少年野球団を結成 仕事と両立「励みで楽しみ」出口紀幸税理士事務所所長 出口紀幸さん

「人生で1番大切なことはあいさつと礼儀」と話す出口所長=いなべ市員弁町の出口紀幸税理士事務所で

 いなべ市員弁町の出口紀幸税理士事務所は、昭和62年に開業した。中小企業経営力強化支援法に基づき、経営革新等支援機関に認定されている。

 2人兄弟の長男として、いなべ市で生まれ育った。父方の伯父がスポーツ好きで、小さいころからよくキャッチボールをして遊んでもらったことがきっかけで、野球好きになった。小学校ではソフトボールを楽しみ、中学に入学後は野球部で3年間投手を務めた。県大会に出場した経験もある。

 その後、3歳年上の先輩で、地元から阪神タイガースに入団した元プロ野球選手の佐藤正治さんに、「いい球が投げられるね」と声を掛けられたことがきっかけで、実力を見込まれ、名古屋市内の私立高校に特待生として入学。3年間、下宿生活をしながら厳しい練習に励んだ。

 大学卒業後は社会人野球を続けながら、簿記の専門学校に通い始めた。「友人と将来について話したときに『何か資格を取らなければ』ってことになって始めたのがきっかけなんだけど、競争相手がいたからか、勉強が楽しくてね」

 転機は、会社が東映フライヤーズ(現北海道日本ハムファイターズ)を買収し、事務職員として採用されたことだった。25歳、この時プロ野球選手への夢を断念した。

 「プロとのレベルの違いを実感してね。心残りはあったし、つらかったけど、決断したんだ」

 3年ほど経理の仕事を続けたが、28歳で退団。実家に戻り、名古屋市内の会計事務所で働くうち、仕事の面白さを再認識し、あらためて学ぶことを決意。アルバイトをしながら2つの大学院で、会計学と法律についてそれぞれ専門的に学び、税理士の資格を取得した。

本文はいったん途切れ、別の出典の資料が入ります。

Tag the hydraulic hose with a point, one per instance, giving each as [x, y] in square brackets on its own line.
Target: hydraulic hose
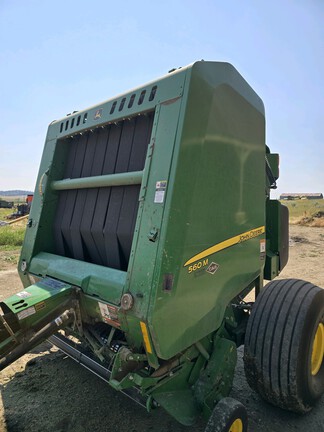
[42, 334]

 その後、約2年間先輩の会計事務所で修業し、38歳で独立。「税金の仕組みは分かりにくい部分も多いので、適正に指導しながら、理解を深めてもらうことにやりがいを感じるね」と話す。

 独立と同時期に中学生の硬式野球チーム「桑員ブルーナイン」を立ち上げた。平日は仕事、土日は少年野球。「両立は励みにもなって、楽しかったよ」と笑顔を見せる。

略歴:昭和23年生まれ。いなべ市出身。昭和62年出口紀幸税理士事務所所長就任、現日本少年野球連盟桑員ブルーナイン会長、同連盟県支部理事待遇など。